Noah's Compass, by Anne Tyler (2009)


Are we who we are because we can remember our past, or are we who we are despite our recollections? Liam Pennywell, 61, and facing retirement from his school teacher career, is about to deal with the question.

When Liam loses memory of moving into his new apartment, his life is thrown for a turn. In trying to recover his memories, he finds his life, which has been quite solitary from estranged children and wives, is now filling up again as his family reaches out to him. When he meets a professional memory collector, Liam believes he's found a simple way to regain his past.
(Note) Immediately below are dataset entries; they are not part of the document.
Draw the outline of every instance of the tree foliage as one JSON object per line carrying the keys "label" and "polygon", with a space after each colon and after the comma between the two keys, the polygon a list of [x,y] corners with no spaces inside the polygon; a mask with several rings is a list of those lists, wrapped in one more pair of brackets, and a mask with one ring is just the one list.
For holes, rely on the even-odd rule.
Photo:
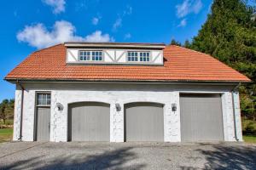
{"label": "tree foliage", "polygon": [[177,45],[177,46],[181,46],[181,42],[176,41],[174,38],[172,39],[171,41],[171,45]]}
{"label": "tree foliage", "polygon": [[5,124],[6,119],[14,118],[15,99],[3,99],[0,103],[0,119]]}
{"label": "tree foliage", "polygon": [[241,108],[246,116],[256,112],[256,14],[255,5],[242,0],[214,0],[212,13],[190,48],[209,54],[249,77],[241,86]]}

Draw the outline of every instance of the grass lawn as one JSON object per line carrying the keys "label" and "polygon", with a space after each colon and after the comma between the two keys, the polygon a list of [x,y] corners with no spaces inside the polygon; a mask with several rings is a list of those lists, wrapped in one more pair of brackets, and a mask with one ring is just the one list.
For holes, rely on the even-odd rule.
{"label": "grass lawn", "polygon": [[1,128],[0,129],[0,143],[9,142],[13,138],[12,128]]}
{"label": "grass lawn", "polygon": [[[243,133],[243,140],[245,142],[247,142],[247,143],[254,143],[256,144],[256,135],[253,135],[255,134],[255,131],[256,131],[256,122],[255,121],[253,121],[253,120],[247,120],[247,119],[241,119],[241,125],[242,125],[242,133]],[[252,133],[247,133],[247,131],[248,129],[247,129],[247,128],[250,126],[250,129],[251,129],[251,133],[252,132],[254,132],[253,133],[253,134]]]}
{"label": "grass lawn", "polygon": [[243,135],[243,140],[247,143],[256,144],[256,136]]}

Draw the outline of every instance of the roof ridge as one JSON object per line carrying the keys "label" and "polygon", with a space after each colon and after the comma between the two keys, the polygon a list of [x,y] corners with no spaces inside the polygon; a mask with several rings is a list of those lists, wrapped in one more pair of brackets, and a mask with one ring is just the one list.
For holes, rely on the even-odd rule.
{"label": "roof ridge", "polygon": [[38,53],[38,52],[44,51],[44,50],[46,50],[46,49],[49,49],[49,48],[55,48],[55,47],[59,46],[59,45],[63,45],[63,44],[64,44],[64,43],[57,43],[57,44],[53,45],[53,46],[49,46],[49,47],[47,47],[47,48],[42,48],[42,49],[38,49],[38,50],[36,50],[36,51],[32,52],[32,54],[35,54],[35,53]]}

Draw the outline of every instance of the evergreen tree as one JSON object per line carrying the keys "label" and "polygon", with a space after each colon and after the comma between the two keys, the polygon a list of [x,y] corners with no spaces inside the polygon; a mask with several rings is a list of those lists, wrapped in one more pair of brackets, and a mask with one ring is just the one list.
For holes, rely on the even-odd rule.
{"label": "evergreen tree", "polygon": [[186,40],[185,42],[184,42],[183,47],[184,47],[184,48],[189,48],[190,46],[191,46],[191,44],[190,44],[189,41],[189,40]]}
{"label": "evergreen tree", "polygon": [[255,6],[242,0],[214,0],[212,13],[191,48],[209,54],[248,76],[253,83],[241,86],[241,108],[246,116],[256,112]]}
{"label": "evergreen tree", "polygon": [[177,45],[177,46],[181,46],[181,43],[177,41],[176,41],[175,39],[172,39],[171,41],[171,45]]}

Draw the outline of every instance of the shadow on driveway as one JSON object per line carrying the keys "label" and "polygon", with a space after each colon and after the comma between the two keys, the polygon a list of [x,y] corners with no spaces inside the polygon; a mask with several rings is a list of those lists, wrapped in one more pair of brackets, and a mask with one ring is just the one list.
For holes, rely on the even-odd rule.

Instead, his life is about to get very complicated!

Very well-written, this slice-of-life story of the singular Liam Pennywell is an easy read with some interesting themes and surprises.

Mr Wroe's Virgins, by Jane Rogers [1991]

Sometimes the plot of a story is enough to carry a reader along, and sometimes the excellence of the writing style is the strong point in a novel. In Jane Roger's book, we are graced with both attributes.

This is one of the most unique and well-written novels I have read in a while. Set in Great Britain in the 1830s, and based in part of the true life of the religious leader, Prophet Wroe, Roger's book begins with Mr Wroe's latest dream prophecy. Mr Wroe, a Christian Israelite, dreams that God has directed him to choose seven virgins from his flock who will come and live with him.

The seven women come from very different backgrounds and circumstances. Each chapter gives us more insight into the wives' earlier lives, their current circumstances and their hopes, if any, for the future. As the inner motivations of religion, sex, and power direct the outward lives of the women, each tries to find some meaning for their new role as one of the great prophet's wives.

Jane Rogers provides a wonderful peak at a time when the communal dreams of the Owen movement were on the rise, the labour movement was starting to organize weavers and spinners, and the world seemed poised on the brink of a new era, or as Prophet Wroe was claiming, the end of the World!